Three U.S. special forces fighting alongside Kurdish-Syrian forces have been killed in northern Syria.
Three Americans were killed while fighting alongside Kurdish forces near the recently captured town of Manbij, a Kurdish security source told The New Arab on Tuesday.
Tasnim News Agency reports:
The bodies of the three soldiers killed last week were transferred to the US Consulate in the Iraqi city of Erbil to be flown to the US at a later time, the source said late on Tuesday.
The source named the slain servicemen as Levi Johnson, Jordan Andrew and Will Savage adding that they had been assisting Kurdish forces for around a year in northern Syria.
“Authorities at the Faysh Khabur border crossing between Syria and Iraq received the three bodies under the supervision of staff members from the US Consulate in Erbil,” a Peshmerga officer, who spoke on the condition of anonymity, said.
“Kurdish-Syrian fighters delivered the bodies after they were taken to a field hospital when they fell in battle.”
The director of Faysh Khabur border crossing, Shaukat Barbharri, confirmed the report adding that the soldiers had died while fighting with the Kurdish People’s Protection Units [YPG].
The US has been relying on the Kurdish YPG militia backed by support from the US-led coalition and 200 US special operations forces to fight the Daesh (ISIL) terrorist group.
The YPG is also a key component of the Kurdish-dominated Syrian Democratic Forces [SDF], which groups diverse factions battling the terrorists.
Last week, Turkey launched a two-pronged operation inside Syria against Kurdish forces and Daesh.
After a weekend of Turkish clashes with YPG-allied forces, Washington has expressed alarm and urged both sides to stop fighting each other and concentrate on combatting Daesh.

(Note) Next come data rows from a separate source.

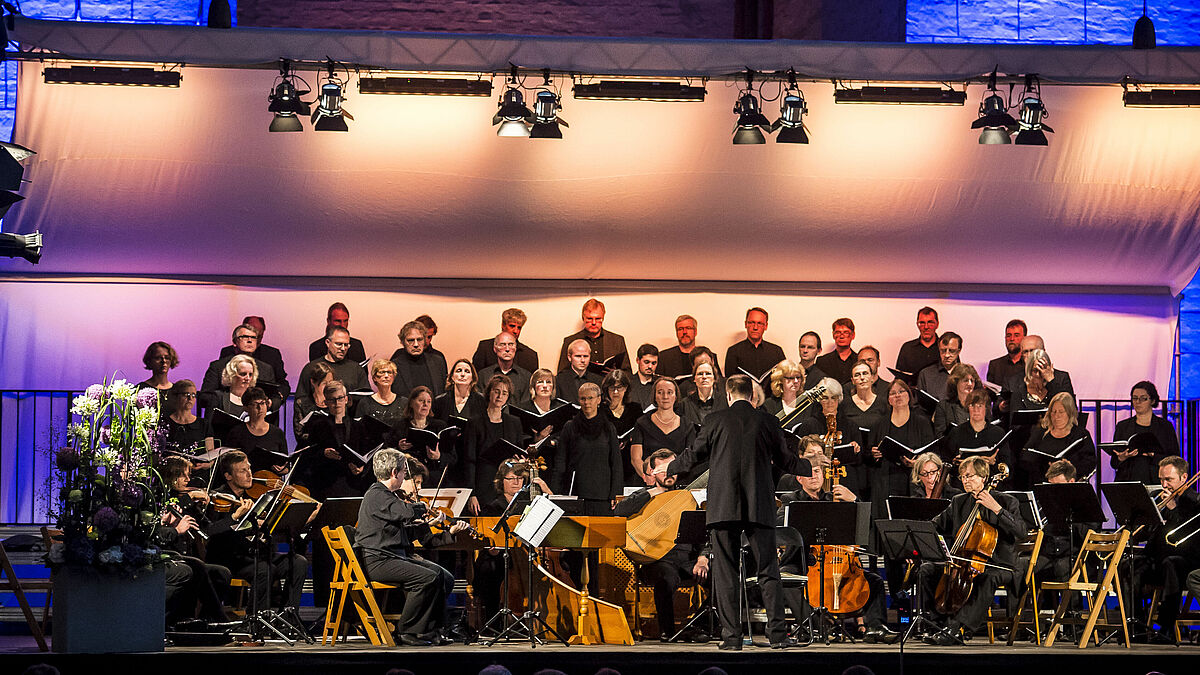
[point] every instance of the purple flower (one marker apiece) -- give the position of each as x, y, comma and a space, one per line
106, 519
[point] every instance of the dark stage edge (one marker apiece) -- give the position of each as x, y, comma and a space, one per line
645, 658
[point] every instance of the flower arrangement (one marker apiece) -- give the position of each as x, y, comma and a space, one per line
106, 491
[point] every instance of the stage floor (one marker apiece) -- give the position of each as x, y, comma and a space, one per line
976, 658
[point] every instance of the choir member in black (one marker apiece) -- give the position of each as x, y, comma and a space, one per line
997, 509
870, 621
159, 359
570, 378
588, 463
754, 356
185, 431
337, 316
641, 392
390, 519
660, 429
1001, 370
417, 366
383, 405
837, 363
933, 378
1138, 464
741, 443
190, 580
903, 424
1168, 566
346, 370
306, 406
977, 432
867, 405
235, 550
623, 414
929, 479
684, 562
485, 452
810, 348
706, 396
676, 360
1059, 430
952, 410
513, 320
921, 351
505, 348
603, 344
461, 396
262, 441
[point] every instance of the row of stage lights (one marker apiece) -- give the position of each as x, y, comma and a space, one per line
514, 118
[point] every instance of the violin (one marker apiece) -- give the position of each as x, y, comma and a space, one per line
970, 555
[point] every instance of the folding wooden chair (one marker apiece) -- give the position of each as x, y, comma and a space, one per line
1104, 553
351, 584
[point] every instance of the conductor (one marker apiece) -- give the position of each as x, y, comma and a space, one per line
741, 443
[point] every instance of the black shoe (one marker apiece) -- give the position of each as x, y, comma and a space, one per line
411, 640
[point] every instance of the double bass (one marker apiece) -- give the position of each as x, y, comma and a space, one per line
972, 550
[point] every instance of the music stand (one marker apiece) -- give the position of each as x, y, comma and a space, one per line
916, 541
827, 524
694, 532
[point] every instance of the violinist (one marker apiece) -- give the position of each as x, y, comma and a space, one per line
235, 550
999, 511
682, 563
870, 626
190, 580
389, 520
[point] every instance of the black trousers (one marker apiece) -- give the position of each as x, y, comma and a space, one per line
727, 584
425, 585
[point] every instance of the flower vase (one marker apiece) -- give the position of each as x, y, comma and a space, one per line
99, 611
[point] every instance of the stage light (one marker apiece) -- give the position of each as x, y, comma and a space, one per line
329, 114
112, 75
545, 112
792, 109
286, 100
513, 112
640, 90
1031, 130
28, 246
994, 119
751, 123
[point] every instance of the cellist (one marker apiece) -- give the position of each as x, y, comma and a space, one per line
681, 563
997, 509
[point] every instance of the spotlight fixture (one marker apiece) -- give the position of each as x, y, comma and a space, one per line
329, 114
28, 246
640, 90
513, 112
111, 75
286, 100
751, 123
913, 95
545, 112
792, 109
1031, 129
994, 119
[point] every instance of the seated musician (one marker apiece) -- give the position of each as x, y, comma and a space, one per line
681, 563
235, 549
1001, 512
191, 581
390, 519
870, 623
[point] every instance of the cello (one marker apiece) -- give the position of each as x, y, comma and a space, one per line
970, 555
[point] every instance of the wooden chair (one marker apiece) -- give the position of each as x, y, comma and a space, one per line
1031, 547
18, 586
1104, 553
351, 584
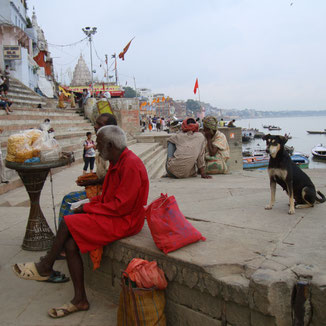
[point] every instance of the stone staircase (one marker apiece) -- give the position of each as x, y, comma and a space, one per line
24, 97
70, 131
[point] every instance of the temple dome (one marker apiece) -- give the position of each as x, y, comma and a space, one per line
81, 75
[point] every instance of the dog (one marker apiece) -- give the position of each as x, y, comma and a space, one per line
300, 189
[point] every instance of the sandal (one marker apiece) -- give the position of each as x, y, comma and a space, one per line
64, 310
28, 271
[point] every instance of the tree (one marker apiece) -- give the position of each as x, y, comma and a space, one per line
192, 106
129, 92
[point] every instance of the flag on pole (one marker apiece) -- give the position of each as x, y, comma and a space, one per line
125, 49
196, 86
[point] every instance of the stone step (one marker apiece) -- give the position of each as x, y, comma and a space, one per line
37, 119
15, 93
155, 163
11, 129
43, 112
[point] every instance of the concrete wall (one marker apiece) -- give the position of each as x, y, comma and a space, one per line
234, 138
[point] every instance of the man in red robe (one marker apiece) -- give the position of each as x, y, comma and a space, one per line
117, 213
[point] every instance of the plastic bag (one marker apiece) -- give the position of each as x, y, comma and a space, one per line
169, 228
146, 274
20, 146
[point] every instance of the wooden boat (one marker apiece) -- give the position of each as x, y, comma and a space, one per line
316, 132
300, 159
271, 128
319, 151
253, 162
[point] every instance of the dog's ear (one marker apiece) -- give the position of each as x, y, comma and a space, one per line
283, 140
265, 137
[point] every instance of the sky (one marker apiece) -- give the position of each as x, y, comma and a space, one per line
246, 54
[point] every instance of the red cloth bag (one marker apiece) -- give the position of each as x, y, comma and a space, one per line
169, 228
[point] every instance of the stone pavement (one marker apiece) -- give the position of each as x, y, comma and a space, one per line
25, 303
243, 240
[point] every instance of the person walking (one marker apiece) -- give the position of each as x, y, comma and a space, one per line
89, 153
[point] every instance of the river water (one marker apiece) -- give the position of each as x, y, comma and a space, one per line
295, 126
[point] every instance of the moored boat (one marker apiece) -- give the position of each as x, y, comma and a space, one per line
319, 151
271, 128
300, 159
312, 132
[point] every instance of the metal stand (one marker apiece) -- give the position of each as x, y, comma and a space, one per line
38, 235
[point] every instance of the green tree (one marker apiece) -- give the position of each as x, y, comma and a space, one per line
192, 106
129, 92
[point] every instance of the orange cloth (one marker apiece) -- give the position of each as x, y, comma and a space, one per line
194, 127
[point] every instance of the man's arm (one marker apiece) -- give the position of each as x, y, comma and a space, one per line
124, 199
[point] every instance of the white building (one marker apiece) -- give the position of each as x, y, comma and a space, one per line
19, 41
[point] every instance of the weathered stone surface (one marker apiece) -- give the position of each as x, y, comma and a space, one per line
235, 288
271, 294
258, 319
237, 315
178, 315
318, 295
194, 299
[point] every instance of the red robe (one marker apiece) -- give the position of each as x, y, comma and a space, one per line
117, 213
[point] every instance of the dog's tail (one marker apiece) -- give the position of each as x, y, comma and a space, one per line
322, 199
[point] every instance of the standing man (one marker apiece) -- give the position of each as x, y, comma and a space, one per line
104, 119
119, 212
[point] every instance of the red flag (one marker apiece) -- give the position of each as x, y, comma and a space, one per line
196, 86
122, 54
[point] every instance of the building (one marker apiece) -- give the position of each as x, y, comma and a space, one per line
20, 43
82, 75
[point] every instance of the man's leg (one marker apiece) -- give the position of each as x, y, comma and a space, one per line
76, 270
45, 266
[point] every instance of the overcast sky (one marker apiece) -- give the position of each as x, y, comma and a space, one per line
258, 54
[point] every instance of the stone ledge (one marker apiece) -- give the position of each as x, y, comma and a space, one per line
263, 299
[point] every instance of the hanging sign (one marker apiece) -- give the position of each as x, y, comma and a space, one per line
11, 52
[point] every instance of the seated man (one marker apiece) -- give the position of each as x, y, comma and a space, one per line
119, 212
104, 119
217, 149
185, 151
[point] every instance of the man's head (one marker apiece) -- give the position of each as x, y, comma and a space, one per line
105, 119
189, 124
210, 124
111, 142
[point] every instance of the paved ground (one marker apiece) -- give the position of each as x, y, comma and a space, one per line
228, 210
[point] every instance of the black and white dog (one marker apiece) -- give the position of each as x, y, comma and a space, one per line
289, 176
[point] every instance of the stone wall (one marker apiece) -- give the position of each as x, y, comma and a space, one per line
126, 111
234, 138
197, 297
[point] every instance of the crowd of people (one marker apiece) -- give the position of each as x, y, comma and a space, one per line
88, 224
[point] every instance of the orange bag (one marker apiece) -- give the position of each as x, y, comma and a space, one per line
146, 274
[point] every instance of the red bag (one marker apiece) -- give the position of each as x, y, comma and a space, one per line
169, 228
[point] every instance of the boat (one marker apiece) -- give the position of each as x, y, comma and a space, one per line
271, 128
253, 162
311, 132
319, 151
300, 159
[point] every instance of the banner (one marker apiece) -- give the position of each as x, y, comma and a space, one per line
11, 52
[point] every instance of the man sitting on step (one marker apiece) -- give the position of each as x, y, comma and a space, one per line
186, 150
119, 212
104, 119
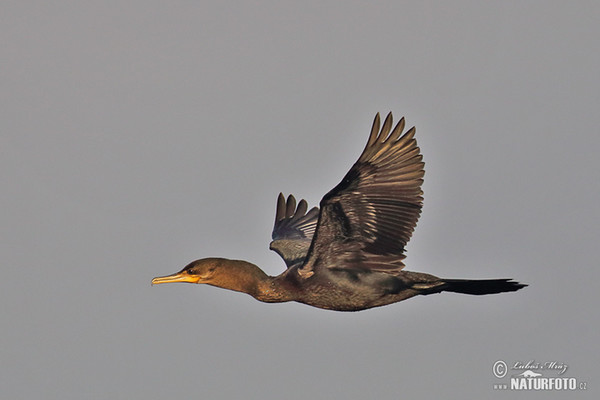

Turkey on Wednesday said it did “not accept” US claims that it had agreed on a truce with Kurdish-led forces in northern Syria.
The strikes against the YPG are hugely sensitive as the outfit – seen as a terror group by Ankara – is allied with Turkey’s NATO partner the United States.
Turkey sees the YPG as an offshoot of the outlawed Kurdistan Workers’ Party [PKK] which has waged a bloody war against the Turkish state since 1984.